[entrevista realizada em abril de 2005 – parte I…]
Música para informar, mobilizar, zombar, protestar, distrair, emocionar, dançar… Simplesmente música: vida, força e calor! E Alessio Lega é essa sensibilidade e explosão anárquica em poesia cantada. Cantor e anarquista italiano, jovenzinho já soltava a sua voz, com forte influência dos grandes cantores libertários: Brassens, Ferré, De Andre… Em 2004 lançou seu primeiro CD, “Resistenza & Amore”, muito bem recebido pela crítica musical italiana, emplacando o prestigioso prêmio “Tenco 2004”. Confira abaixo a sua entrevista, em duas partes, eis a primeira!
Agência de Notícias Anarquistas > Podemos começar essa conversa com você contando como apareceu na cena musical italiana, o contato com o anarquismo, enfim, sua trajetória “anarco-musical”…
Alessio Lega < Para tentar explicar o meu trabalho e a minha evolução vou fazer uma breve história da canção anarquista na Itália. No início do Século XX, a canção popular consistia muitas vezes na expressão de temáticas de luta, de reivindicação sindical, de histórias de bandidos, que não eram outra coisa senão rebeldes ao poder central. Juntaram-se estas temáticas com aquelas das canções de propaganda dos primeiros personagens históricos do anarquismo italiano (o Pietro Gori não foi só um grande teórico, mas também um grande autor de canções), que utilizaram este meio tão popular como instrumento de propaganda.
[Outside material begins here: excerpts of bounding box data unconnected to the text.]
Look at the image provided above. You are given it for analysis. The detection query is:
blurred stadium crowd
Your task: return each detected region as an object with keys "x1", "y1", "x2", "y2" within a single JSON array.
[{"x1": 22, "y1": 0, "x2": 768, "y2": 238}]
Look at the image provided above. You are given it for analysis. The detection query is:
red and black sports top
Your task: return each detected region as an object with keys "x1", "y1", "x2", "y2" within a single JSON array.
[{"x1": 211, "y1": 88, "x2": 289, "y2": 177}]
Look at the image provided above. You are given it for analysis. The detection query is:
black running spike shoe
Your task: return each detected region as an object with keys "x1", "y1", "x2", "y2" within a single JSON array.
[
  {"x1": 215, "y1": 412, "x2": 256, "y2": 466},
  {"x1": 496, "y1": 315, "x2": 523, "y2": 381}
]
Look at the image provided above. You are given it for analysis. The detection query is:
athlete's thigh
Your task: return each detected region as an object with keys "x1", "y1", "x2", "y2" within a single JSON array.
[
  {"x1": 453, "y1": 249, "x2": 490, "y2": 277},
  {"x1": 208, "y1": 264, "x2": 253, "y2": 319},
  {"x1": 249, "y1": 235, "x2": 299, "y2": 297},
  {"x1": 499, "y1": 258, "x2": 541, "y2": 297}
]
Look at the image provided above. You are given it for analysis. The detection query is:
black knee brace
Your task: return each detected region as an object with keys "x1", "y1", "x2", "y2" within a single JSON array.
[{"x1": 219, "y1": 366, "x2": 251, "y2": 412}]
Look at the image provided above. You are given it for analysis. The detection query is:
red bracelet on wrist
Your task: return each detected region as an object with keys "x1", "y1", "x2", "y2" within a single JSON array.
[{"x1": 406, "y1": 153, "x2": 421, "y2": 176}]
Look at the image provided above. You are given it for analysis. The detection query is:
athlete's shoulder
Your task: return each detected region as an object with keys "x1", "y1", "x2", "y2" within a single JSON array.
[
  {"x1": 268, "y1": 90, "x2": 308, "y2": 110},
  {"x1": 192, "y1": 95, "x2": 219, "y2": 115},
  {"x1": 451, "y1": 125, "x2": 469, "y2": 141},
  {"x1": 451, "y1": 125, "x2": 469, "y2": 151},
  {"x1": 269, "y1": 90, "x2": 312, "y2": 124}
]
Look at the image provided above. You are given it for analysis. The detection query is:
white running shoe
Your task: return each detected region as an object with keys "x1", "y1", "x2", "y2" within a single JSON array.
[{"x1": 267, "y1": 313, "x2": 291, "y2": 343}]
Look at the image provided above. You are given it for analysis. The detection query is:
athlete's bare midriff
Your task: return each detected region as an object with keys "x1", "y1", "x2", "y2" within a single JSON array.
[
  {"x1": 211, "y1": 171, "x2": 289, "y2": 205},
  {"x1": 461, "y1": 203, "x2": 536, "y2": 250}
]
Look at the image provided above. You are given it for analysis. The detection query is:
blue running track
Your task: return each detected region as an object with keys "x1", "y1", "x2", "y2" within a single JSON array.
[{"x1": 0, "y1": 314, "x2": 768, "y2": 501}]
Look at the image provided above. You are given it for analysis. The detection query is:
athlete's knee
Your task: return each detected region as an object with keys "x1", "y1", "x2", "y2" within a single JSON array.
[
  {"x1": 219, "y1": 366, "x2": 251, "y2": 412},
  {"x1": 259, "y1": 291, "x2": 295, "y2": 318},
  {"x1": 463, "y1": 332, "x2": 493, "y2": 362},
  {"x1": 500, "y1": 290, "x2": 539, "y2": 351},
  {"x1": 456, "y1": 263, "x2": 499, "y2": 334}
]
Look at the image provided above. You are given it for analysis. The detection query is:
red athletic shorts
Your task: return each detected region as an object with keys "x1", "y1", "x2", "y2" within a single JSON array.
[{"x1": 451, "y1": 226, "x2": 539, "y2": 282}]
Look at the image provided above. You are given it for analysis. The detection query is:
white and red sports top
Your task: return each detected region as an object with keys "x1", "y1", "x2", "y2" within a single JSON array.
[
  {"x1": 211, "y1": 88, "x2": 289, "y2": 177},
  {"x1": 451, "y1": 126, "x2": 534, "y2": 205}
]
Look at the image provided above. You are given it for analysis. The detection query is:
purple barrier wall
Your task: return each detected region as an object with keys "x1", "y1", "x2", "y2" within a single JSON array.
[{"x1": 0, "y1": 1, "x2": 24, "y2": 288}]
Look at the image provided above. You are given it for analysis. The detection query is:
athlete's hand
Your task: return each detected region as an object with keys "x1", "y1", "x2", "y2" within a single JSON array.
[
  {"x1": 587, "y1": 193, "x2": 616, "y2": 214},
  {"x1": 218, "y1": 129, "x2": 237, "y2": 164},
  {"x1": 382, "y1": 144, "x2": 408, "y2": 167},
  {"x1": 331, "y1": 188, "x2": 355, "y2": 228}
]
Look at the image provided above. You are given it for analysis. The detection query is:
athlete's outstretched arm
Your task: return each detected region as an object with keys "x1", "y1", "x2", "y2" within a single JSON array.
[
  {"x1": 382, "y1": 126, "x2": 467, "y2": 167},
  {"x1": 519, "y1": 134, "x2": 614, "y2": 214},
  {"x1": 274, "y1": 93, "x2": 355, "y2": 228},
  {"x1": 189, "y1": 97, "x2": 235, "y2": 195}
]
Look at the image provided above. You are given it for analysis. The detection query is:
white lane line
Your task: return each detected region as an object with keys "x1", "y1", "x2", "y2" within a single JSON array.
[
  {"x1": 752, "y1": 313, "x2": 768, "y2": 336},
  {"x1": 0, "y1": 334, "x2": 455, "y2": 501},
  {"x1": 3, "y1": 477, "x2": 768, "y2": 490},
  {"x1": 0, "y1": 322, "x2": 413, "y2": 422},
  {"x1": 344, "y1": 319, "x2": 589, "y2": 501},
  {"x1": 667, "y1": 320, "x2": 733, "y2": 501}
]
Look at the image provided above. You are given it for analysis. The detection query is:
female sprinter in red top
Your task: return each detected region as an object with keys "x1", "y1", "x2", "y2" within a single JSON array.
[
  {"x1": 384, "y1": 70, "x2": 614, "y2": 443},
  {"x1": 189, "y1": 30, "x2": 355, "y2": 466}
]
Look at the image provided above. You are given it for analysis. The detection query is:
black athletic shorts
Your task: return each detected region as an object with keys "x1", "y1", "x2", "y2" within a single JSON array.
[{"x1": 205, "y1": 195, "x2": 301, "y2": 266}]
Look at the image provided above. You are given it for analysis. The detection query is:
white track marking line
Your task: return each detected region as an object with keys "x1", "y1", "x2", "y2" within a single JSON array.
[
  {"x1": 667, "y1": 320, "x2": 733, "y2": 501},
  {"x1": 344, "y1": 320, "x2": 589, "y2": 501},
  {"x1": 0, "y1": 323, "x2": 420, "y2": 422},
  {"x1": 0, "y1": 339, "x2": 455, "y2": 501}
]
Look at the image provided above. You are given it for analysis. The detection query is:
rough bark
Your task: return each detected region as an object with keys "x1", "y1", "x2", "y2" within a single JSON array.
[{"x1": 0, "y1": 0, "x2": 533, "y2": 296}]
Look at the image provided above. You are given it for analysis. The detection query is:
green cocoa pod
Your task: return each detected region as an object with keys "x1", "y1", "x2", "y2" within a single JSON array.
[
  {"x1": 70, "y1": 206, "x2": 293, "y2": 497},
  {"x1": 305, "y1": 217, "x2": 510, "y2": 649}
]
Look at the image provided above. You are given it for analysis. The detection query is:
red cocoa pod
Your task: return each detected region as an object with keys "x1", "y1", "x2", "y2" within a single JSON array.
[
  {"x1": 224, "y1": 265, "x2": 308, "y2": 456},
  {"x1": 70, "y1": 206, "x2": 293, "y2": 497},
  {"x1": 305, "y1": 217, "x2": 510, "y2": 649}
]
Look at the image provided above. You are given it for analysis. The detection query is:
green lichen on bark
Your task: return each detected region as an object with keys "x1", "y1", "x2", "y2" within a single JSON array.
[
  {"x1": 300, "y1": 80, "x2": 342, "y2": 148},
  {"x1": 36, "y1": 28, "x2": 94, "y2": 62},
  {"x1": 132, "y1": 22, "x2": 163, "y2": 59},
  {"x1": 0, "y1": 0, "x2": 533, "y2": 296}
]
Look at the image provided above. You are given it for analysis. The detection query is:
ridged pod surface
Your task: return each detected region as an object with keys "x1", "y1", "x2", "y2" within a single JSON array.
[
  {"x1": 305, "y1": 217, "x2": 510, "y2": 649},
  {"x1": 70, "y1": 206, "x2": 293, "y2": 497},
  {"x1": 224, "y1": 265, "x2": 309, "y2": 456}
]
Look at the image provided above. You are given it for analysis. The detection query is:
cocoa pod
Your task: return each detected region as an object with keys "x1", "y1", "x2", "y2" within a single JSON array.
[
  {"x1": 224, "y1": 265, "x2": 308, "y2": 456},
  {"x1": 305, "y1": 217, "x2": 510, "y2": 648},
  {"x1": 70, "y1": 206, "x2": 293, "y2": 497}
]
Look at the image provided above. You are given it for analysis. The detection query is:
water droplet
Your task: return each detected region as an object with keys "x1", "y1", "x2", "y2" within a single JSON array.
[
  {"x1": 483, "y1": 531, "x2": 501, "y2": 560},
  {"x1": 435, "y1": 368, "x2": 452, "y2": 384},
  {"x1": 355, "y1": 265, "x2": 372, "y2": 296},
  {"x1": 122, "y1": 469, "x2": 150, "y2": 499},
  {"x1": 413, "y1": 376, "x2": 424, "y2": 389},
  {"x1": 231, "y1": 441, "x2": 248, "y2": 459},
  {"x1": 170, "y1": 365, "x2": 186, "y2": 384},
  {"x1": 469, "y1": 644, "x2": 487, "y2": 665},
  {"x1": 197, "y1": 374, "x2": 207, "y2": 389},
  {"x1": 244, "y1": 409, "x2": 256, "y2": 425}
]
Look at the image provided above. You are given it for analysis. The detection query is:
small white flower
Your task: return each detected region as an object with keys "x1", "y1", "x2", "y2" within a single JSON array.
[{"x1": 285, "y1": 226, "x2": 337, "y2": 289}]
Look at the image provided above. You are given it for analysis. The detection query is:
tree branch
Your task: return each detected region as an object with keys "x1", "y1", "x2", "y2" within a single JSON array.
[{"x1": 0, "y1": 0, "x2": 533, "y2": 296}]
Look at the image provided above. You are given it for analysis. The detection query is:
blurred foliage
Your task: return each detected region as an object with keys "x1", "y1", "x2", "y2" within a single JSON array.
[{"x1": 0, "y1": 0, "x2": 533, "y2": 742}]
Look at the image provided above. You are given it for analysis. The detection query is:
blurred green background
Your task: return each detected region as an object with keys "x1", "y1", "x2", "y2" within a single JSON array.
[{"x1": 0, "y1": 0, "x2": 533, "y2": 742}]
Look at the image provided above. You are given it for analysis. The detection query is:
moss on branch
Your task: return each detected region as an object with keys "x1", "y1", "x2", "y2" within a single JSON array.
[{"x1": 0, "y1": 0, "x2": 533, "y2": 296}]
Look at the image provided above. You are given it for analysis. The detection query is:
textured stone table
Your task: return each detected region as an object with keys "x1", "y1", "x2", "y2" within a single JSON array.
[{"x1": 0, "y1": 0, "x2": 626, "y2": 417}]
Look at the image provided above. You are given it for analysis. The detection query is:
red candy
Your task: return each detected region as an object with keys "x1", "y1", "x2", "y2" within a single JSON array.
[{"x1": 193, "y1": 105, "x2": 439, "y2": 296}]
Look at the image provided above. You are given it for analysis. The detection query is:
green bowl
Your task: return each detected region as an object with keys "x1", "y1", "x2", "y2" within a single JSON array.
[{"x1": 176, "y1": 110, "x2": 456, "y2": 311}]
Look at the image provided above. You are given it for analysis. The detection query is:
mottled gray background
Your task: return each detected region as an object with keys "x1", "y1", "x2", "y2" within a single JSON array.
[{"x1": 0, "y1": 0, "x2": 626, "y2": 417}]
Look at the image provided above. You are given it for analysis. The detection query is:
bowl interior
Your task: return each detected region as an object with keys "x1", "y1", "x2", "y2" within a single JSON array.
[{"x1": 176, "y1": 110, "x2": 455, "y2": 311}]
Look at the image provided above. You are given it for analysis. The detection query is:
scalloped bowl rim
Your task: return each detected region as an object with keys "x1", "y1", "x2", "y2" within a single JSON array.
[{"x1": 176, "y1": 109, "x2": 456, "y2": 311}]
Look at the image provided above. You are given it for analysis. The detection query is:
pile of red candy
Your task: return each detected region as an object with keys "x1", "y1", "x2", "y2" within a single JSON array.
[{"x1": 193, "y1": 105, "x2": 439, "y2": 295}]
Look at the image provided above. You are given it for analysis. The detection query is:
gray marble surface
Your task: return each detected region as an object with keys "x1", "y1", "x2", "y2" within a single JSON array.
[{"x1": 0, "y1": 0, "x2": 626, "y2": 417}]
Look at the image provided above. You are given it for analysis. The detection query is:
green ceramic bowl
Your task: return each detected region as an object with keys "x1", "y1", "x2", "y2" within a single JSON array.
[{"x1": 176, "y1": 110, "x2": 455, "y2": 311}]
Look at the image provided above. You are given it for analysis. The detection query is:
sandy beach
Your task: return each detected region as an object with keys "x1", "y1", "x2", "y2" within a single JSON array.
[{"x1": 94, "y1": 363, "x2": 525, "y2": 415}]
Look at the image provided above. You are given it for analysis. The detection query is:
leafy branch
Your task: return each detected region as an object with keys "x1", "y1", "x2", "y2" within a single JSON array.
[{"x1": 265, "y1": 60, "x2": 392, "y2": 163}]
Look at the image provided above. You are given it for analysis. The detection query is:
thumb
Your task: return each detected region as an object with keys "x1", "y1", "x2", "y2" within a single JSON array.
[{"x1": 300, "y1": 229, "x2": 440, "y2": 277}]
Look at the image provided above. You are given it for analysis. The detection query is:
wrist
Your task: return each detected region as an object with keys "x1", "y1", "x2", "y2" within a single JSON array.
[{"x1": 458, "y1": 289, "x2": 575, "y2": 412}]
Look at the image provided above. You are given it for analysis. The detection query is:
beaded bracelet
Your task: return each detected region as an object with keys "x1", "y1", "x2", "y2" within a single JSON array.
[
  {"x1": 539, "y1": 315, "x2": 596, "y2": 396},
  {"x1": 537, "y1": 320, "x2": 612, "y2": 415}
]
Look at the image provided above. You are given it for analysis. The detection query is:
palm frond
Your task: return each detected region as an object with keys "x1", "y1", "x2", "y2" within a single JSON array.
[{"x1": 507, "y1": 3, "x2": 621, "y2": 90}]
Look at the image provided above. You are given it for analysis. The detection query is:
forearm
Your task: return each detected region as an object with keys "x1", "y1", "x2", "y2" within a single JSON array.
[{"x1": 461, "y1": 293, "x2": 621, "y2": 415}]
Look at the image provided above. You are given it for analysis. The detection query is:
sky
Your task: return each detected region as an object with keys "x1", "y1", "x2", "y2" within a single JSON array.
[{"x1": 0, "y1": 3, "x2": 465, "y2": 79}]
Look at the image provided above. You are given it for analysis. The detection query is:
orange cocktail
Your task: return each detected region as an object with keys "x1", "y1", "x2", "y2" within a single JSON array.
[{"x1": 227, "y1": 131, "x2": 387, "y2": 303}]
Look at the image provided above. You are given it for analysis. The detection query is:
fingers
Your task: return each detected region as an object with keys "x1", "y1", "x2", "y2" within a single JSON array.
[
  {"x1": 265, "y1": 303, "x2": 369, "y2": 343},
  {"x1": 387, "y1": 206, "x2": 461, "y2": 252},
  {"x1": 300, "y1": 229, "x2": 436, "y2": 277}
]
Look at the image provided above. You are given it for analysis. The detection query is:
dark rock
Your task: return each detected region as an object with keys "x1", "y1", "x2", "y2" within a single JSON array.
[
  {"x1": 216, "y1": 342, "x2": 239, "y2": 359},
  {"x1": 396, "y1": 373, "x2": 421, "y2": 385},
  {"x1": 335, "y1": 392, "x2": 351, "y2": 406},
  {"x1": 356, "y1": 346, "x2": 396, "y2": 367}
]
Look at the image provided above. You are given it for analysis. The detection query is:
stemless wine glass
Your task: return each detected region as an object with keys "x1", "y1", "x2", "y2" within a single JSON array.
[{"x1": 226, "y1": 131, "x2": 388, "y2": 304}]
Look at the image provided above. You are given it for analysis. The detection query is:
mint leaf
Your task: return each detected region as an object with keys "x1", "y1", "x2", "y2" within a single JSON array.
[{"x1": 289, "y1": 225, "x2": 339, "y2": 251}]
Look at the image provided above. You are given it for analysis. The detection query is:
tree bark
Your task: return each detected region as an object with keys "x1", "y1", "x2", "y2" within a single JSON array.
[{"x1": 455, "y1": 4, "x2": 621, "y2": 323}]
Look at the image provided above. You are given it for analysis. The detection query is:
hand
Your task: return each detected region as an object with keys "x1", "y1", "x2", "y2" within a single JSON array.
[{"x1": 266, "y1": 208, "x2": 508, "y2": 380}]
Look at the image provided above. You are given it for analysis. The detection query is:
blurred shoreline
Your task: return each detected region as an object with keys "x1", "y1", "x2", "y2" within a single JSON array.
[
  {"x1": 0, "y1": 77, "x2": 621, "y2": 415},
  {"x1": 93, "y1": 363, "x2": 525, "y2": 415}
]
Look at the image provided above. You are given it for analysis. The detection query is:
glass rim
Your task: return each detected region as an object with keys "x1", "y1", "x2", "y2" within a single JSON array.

O fascismo tentou apagar esta profunda cultura popular e, em parte, teve êxito. Durante muitos anos o povo teve que ficar calado e as canções só falavam de amor. Nos anos 60 muitos trovadores italianos, imitando os cantores anarquistas franceses (Brassens e Ferré), descobriram as temáticas de um anarquismo que podemos definir cultural.
Eu nasci em 1972. Procurei as raízes da minha cultura popular, mas sempre gostei muito das canções requintadas dos grandes poetas e cantores. Sou um anarquista militante e um musicista, e assim procuro colher a herança destas duas grandes escolas: ser muito explícito acerca das minhas temáticas e tratar as palavras e as melodias como obras de poesia cantada.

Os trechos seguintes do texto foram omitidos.